Offered: in fall and spring semesters annually.
- CSOC 504 - Introduction to Pastoral Care (3)
This course is an introduction to the ministry of pastoral care and counseling, with an emphasis on the helping relationship, theological understandings of pastoral care, pastoral uses of psychotherapeutic theories and strategies for change, various forms of pastoral care and counseling, and various cultural contexts.
- Each student will complete six credits in contextual education in an appropriate ministry field. This requirement may be fulfilled through summer and academic year internships.
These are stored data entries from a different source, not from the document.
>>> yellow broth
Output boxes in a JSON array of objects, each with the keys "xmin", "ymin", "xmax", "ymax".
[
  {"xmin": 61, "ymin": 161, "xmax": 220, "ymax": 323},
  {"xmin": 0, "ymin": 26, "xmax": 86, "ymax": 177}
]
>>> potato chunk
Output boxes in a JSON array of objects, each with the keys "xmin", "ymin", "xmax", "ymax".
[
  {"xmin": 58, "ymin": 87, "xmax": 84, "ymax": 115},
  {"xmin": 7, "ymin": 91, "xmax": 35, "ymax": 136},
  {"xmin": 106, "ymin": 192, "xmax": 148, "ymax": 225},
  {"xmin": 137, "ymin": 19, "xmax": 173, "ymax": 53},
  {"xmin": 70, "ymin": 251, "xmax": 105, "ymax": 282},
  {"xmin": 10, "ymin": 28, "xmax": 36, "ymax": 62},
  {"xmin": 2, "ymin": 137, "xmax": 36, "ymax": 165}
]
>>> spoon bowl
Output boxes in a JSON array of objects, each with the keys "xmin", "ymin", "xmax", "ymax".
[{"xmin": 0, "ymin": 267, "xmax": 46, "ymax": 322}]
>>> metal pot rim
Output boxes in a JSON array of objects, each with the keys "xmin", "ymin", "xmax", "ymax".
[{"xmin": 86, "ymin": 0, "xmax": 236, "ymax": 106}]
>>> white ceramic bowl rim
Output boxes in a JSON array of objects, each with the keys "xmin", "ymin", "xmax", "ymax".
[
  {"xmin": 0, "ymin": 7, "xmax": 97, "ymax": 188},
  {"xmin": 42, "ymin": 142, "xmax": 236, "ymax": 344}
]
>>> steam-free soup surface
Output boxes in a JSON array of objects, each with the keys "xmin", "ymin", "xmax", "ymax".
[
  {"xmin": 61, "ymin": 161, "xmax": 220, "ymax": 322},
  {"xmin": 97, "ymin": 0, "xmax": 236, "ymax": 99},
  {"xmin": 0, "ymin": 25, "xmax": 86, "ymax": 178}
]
Each student, in consultation with an academic advisor, may elect to choose a particular specialization, with 12 credits of course work designated as applying specifically to the area of specialization.
Areas of specialization include (but are not limited to):
- Christian Education
- Ecological Ministries
- Worship, Music, and the Arts
- Spiritual Formation
- Social Justice Ministry
The remaining 12 credits will be electives.
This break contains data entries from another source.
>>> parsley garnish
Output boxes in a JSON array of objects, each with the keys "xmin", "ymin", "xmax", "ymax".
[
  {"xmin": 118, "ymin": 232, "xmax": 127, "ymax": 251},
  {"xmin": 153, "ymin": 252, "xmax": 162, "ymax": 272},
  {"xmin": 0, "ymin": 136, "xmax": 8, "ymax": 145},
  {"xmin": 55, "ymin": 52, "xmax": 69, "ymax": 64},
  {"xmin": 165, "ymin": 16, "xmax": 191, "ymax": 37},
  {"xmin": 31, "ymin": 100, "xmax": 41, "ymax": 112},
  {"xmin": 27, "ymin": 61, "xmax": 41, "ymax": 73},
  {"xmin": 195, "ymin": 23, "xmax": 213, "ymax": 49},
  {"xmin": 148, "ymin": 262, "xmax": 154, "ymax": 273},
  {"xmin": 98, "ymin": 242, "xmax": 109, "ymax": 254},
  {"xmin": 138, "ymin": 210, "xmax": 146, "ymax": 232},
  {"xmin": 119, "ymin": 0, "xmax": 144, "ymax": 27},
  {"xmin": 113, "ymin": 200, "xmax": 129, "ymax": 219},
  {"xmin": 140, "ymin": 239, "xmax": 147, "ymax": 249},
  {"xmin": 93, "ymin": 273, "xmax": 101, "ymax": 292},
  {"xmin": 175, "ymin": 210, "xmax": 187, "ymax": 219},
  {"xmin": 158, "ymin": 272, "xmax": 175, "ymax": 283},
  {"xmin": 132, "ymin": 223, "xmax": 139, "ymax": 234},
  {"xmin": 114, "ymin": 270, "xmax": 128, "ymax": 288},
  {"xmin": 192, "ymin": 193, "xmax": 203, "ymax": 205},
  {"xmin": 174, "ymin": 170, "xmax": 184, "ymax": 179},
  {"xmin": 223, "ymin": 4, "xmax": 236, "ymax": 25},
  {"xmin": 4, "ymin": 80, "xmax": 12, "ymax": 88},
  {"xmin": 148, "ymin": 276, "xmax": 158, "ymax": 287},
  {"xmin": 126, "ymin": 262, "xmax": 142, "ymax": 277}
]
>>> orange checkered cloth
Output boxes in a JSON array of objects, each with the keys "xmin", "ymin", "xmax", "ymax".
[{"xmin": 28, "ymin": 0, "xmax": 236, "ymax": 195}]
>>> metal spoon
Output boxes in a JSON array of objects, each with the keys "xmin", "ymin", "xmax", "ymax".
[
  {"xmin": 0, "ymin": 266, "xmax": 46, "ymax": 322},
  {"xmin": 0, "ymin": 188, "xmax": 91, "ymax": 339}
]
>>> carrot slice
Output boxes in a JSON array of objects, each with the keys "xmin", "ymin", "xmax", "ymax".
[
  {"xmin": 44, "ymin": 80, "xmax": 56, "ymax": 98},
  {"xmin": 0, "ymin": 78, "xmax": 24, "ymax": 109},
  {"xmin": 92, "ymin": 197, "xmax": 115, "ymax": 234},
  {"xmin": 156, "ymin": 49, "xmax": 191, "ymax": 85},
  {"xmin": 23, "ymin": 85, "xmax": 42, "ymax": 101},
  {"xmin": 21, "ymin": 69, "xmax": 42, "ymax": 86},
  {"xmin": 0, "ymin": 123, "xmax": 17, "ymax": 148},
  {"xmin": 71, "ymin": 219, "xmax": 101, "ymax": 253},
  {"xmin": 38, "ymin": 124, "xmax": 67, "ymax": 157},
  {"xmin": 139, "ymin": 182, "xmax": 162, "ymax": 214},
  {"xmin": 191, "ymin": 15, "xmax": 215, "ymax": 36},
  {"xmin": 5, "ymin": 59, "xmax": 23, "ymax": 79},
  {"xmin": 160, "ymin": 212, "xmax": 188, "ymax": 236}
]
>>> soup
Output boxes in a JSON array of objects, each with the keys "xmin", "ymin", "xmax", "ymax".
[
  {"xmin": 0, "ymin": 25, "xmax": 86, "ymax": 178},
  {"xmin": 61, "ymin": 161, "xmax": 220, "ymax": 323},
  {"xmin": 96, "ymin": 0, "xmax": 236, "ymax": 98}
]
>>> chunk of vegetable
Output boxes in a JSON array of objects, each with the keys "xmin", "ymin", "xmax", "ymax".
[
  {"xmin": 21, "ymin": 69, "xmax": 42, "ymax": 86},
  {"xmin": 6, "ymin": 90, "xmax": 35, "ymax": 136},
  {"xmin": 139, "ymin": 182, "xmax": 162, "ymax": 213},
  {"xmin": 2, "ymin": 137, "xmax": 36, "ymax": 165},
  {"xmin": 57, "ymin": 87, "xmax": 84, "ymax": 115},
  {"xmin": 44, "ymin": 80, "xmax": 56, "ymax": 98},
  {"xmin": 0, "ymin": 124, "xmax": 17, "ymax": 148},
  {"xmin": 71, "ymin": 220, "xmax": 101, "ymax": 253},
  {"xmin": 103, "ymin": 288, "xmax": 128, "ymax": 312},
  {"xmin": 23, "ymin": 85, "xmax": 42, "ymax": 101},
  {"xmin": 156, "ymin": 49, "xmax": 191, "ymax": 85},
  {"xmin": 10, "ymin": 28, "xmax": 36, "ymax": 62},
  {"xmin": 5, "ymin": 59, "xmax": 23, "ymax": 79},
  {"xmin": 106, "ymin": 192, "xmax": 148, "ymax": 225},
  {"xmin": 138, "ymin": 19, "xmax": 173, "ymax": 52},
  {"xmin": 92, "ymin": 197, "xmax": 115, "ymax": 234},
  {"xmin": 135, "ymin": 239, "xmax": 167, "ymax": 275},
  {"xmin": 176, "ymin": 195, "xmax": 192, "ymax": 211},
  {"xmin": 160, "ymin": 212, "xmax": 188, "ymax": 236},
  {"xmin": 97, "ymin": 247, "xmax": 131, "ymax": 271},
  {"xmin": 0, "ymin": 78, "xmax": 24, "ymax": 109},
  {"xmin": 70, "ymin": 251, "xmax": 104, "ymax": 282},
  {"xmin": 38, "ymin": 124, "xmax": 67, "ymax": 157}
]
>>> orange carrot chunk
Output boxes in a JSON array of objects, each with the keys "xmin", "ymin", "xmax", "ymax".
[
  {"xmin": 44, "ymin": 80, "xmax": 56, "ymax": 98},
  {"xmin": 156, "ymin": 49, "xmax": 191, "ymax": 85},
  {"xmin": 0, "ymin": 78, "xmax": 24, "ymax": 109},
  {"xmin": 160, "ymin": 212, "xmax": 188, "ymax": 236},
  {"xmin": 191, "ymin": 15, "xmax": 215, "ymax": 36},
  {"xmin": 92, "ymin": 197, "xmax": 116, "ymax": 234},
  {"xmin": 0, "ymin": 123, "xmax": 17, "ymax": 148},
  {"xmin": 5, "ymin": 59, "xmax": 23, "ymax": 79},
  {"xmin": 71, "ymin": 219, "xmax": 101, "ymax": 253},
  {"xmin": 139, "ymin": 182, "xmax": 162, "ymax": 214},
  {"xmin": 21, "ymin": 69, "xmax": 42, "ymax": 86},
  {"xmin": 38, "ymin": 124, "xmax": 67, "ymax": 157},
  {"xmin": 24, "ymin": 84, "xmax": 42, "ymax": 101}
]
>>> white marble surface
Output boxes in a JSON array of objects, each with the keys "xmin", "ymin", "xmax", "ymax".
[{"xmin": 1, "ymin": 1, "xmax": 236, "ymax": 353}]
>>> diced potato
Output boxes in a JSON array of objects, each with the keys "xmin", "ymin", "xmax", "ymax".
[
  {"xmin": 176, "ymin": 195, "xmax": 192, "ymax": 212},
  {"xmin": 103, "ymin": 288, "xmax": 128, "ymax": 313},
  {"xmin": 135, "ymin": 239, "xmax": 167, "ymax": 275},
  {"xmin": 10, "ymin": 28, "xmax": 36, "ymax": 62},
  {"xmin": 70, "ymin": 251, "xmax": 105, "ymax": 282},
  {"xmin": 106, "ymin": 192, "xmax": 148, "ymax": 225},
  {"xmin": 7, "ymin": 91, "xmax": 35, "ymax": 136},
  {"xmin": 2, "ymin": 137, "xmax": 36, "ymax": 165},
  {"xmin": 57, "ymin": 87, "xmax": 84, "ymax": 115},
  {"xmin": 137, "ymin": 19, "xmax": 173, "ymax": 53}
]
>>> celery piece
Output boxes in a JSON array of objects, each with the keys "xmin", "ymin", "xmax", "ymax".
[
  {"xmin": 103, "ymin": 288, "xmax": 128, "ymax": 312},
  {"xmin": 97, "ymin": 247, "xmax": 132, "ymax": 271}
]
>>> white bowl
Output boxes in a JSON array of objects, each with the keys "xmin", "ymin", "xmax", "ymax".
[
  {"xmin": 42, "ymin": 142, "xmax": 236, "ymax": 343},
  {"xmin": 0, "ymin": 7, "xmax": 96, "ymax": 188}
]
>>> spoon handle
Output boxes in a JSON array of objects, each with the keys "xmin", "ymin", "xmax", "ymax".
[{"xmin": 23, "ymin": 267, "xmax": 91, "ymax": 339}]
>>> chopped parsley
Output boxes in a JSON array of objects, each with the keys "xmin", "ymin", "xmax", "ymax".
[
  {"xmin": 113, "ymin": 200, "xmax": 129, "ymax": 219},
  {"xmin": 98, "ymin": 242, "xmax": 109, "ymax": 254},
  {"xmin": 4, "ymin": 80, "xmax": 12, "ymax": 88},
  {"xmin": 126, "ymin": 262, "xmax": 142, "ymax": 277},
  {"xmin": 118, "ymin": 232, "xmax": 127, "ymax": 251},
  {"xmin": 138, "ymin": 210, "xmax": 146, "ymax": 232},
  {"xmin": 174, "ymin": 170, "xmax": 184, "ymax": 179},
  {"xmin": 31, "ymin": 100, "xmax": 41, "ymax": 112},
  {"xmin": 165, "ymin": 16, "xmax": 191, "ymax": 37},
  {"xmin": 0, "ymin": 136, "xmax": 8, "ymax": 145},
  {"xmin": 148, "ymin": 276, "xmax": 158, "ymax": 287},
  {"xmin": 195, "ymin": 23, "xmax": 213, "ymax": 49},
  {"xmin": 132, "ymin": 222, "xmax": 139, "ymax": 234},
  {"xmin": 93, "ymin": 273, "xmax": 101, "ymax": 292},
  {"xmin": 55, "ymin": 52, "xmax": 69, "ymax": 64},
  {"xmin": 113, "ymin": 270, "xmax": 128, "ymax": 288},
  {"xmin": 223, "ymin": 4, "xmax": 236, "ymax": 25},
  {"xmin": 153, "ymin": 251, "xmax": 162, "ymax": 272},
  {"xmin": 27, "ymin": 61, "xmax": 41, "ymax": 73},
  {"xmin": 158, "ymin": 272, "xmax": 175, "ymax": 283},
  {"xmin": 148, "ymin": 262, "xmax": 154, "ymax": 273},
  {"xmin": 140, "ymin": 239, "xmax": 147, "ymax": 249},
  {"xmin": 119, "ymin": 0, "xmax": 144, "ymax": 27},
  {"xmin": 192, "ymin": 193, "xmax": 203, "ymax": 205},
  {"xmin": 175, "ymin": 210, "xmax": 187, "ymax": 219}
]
Worship, Music, and the Arts Core Courses (12 Credits)
- PSTH 505 The Church at Worship: Worship
- PSTH 617 - The Arts of Worship
- (Students may enroll in select courses offered in CLA and Caspersen programs with permission.)
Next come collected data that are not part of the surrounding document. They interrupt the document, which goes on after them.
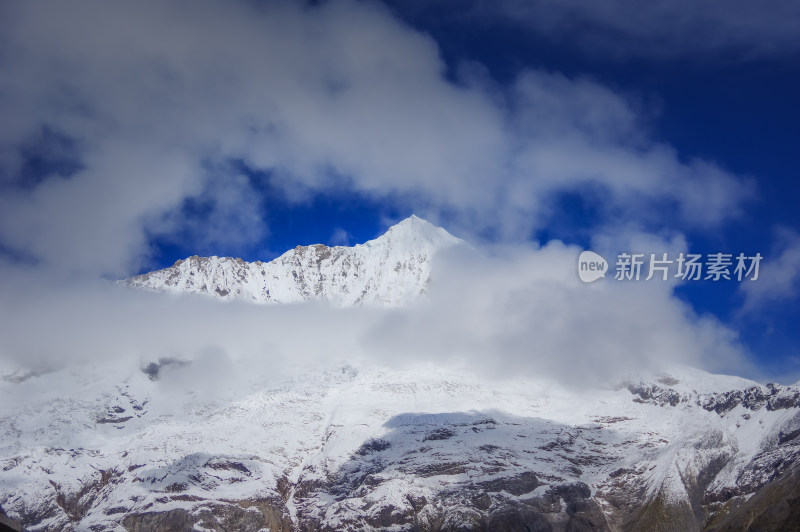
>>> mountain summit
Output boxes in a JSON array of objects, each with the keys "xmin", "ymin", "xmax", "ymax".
[{"xmin": 124, "ymin": 216, "xmax": 463, "ymax": 306}]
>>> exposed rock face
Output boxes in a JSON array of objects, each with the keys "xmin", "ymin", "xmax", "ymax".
[
  {"xmin": 123, "ymin": 215, "xmax": 463, "ymax": 306},
  {"xmin": 121, "ymin": 499, "xmax": 292, "ymax": 532},
  {"xmin": 0, "ymin": 508, "xmax": 24, "ymax": 532},
  {"xmin": 703, "ymin": 463, "xmax": 800, "ymax": 531},
  {"xmin": 627, "ymin": 381, "xmax": 800, "ymax": 414}
]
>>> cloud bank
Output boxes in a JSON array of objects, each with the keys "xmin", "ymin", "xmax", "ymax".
[
  {"xmin": 0, "ymin": 240, "xmax": 753, "ymax": 403},
  {"xmin": 0, "ymin": 0, "xmax": 752, "ymax": 278}
]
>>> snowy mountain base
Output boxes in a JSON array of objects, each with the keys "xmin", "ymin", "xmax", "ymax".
[{"xmin": 1, "ymin": 362, "xmax": 799, "ymax": 531}]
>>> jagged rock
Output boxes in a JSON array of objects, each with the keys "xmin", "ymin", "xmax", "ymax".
[
  {"xmin": 628, "ymin": 380, "xmax": 800, "ymax": 416},
  {"xmin": 122, "ymin": 499, "xmax": 292, "ymax": 532},
  {"xmin": 476, "ymin": 472, "xmax": 541, "ymax": 496},
  {"xmin": 355, "ymin": 439, "xmax": 391, "ymax": 456},
  {"xmin": 703, "ymin": 464, "xmax": 800, "ymax": 531}
]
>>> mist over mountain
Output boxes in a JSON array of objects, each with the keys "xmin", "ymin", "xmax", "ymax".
[{"xmin": 1, "ymin": 218, "xmax": 798, "ymax": 531}]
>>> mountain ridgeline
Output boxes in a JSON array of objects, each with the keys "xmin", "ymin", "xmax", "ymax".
[{"xmin": 124, "ymin": 215, "xmax": 463, "ymax": 306}]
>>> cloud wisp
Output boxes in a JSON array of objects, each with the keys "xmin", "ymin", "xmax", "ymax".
[
  {"xmin": 390, "ymin": 0, "xmax": 800, "ymax": 60},
  {"xmin": 739, "ymin": 228, "xmax": 800, "ymax": 313}
]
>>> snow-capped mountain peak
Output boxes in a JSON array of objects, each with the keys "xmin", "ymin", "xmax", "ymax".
[
  {"xmin": 123, "ymin": 216, "xmax": 463, "ymax": 306},
  {"xmin": 364, "ymin": 214, "xmax": 456, "ymax": 246}
]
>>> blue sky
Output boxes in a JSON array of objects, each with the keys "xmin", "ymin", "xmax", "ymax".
[{"xmin": 0, "ymin": 0, "xmax": 799, "ymax": 381}]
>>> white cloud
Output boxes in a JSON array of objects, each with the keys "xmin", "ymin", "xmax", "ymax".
[
  {"xmin": 0, "ymin": 0, "xmax": 753, "ymax": 277},
  {"xmin": 740, "ymin": 228, "xmax": 800, "ymax": 312},
  {"xmin": 329, "ymin": 227, "xmax": 352, "ymax": 246},
  {"xmin": 365, "ymin": 241, "xmax": 751, "ymax": 384}
]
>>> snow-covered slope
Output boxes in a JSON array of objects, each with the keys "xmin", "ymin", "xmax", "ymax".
[
  {"xmin": 1, "ymin": 360, "xmax": 799, "ymax": 531},
  {"xmin": 124, "ymin": 215, "xmax": 463, "ymax": 306}
]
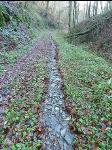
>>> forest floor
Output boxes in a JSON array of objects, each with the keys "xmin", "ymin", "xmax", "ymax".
[
  {"xmin": 0, "ymin": 32, "xmax": 74, "ymax": 149},
  {"xmin": 0, "ymin": 32, "xmax": 112, "ymax": 150}
]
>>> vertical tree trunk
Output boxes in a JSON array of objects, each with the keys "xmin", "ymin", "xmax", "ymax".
[
  {"xmin": 84, "ymin": 4, "xmax": 86, "ymax": 19},
  {"xmin": 100, "ymin": 1, "xmax": 103, "ymax": 13},
  {"xmin": 77, "ymin": 3, "xmax": 79, "ymax": 23},
  {"xmin": 92, "ymin": 2, "xmax": 95, "ymax": 16},
  {"xmin": 58, "ymin": 6, "xmax": 61, "ymax": 30},
  {"xmin": 106, "ymin": 1, "xmax": 109, "ymax": 10},
  {"xmin": 86, "ymin": 1, "xmax": 89, "ymax": 18},
  {"xmin": 108, "ymin": 1, "xmax": 112, "ymax": 10},
  {"xmin": 68, "ymin": 1, "xmax": 72, "ymax": 32},
  {"xmin": 73, "ymin": 1, "xmax": 77, "ymax": 27},
  {"xmin": 73, "ymin": 2, "xmax": 75, "ymax": 27},
  {"xmin": 94, "ymin": 1, "xmax": 98, "ymax": 16},
  {"xmin": 45, "ymin": 1, "xmax": 49, "ymax": 17},
  {"xmin": 88, "ymin": 1, "xmax": 91, "ymax": 18}
]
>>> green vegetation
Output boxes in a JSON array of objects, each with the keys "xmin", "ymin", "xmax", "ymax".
[
  {"xmin": 1, "ymin": 1, "xmax": 112, "ymax": 149},
  {"xmin": 1, "ymin": 58, "xmax": 47, "ymax": 149},
  {"xmin": 67, "ymin": 9, "xmax": 112, "ymax": 61},
  {"xmin": 0, "ymin": 31, "xmax": 44, "ymax": 75},
  {"xmin": 0, "ymin": 2, "xmax": 44, "ymax": 28},
  {"xmin": 0, "ymin": 1, "xmax": 51, "ymax": 75},
  {"xmin": 53, "ymin": 32, "xmax": 112, "ymax": 149}
]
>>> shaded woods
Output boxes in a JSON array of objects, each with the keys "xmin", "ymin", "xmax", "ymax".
[{"xmin": 0, "ymin": 1, "xmax": 112, "ymax": 150}]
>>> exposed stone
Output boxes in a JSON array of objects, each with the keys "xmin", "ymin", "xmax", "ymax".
[
  {"xmin": 0, "ymin": 95, "xmax": 3, "ymax": 102},
  {"xmin": 0, "ymin": 108, "xmax": 4, "ymax": 114},
  {"xmin": 61, "ymin": 128, "xmax": 67, "ymax": 137},
  {"xmin": 39, "ymin": 34, "xmax": 74, "ymax": 150}
]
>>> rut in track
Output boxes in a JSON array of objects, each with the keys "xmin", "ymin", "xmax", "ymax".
[
  {"xmin": 39, "ymin": 34, "xmax": 74, "ymax": 150},
  {"xmin": 0, "ymin": 33, "xmax": 74, "ymax": 149},
  {"xmin": 0, "ymin": 36, "xmax": 46, "ymax": 130}
]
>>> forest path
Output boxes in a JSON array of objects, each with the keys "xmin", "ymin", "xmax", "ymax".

- PSTH 600 - Writing for Wor(d)ship
1 course from the following (Sacred Music Courses):
- PSTH 556 Church Music of the USA
- PSTH 558 The History of African American Church Music
- PSTH 559 Worship and Music in the Emerging Church
- PSTH 555 Hymnology
- PSTH 562 A Musical Study
- PSTH 563 Music of the World's Religions
The MA in Ministry program seeks to develop the following abilities in students:
- The ability to read and interpret scripture and other sacred texts with cultural sensitivity, ethical awareness, and a critical understanding of their histories, interpretations, and applications in church and society
- The ability to think critically and constructively regarding the area of ministry specialization
- The ability to work effectively in ministry as evidenced by the successful completion of a field education component
- The development of communal and personal practices that nourish spiritual and moral well-being
Students who wish to pursue ordination in the United Methodist Church through the MA in Ministry degree can do so with the following courses:
- Old Testament (3 credits) BBST 501 - Biblical Literature I: Torah, Prophets, Writings
- New Testament (3 credits) BBST 511 - Biblical Literature II: Gospels, Epistles, Apocalypse
- Church History (3 credits) CHST 502 - Church History 1or CHST 503 - Church History 2
- Systematic Theology (3 credits) TPHL 501 - Systematic Theology
- Worship (3 credits) PSTH 505, PSTH 506, or a course on UM Worship
- Mission of the Church (3 credits)
- Evangelism (3 credits) CHST 544 - Evangelism in the United Methodist Traditionor another evangelism course
- UM History, Doctrine and Polity (6 credits) CHST 560/CHST 561
- 3 credits in personal and spiritual formation
- 6 credits in field education/internships
Each UM Deacon candidate will designate an area of specialty as a deacon and take at least six credits of additional course work as well as completing the field education requirement in that area.
UM Deacon candidates may designate one the certification in camp and retreat ministries or the certification in spiritual formation.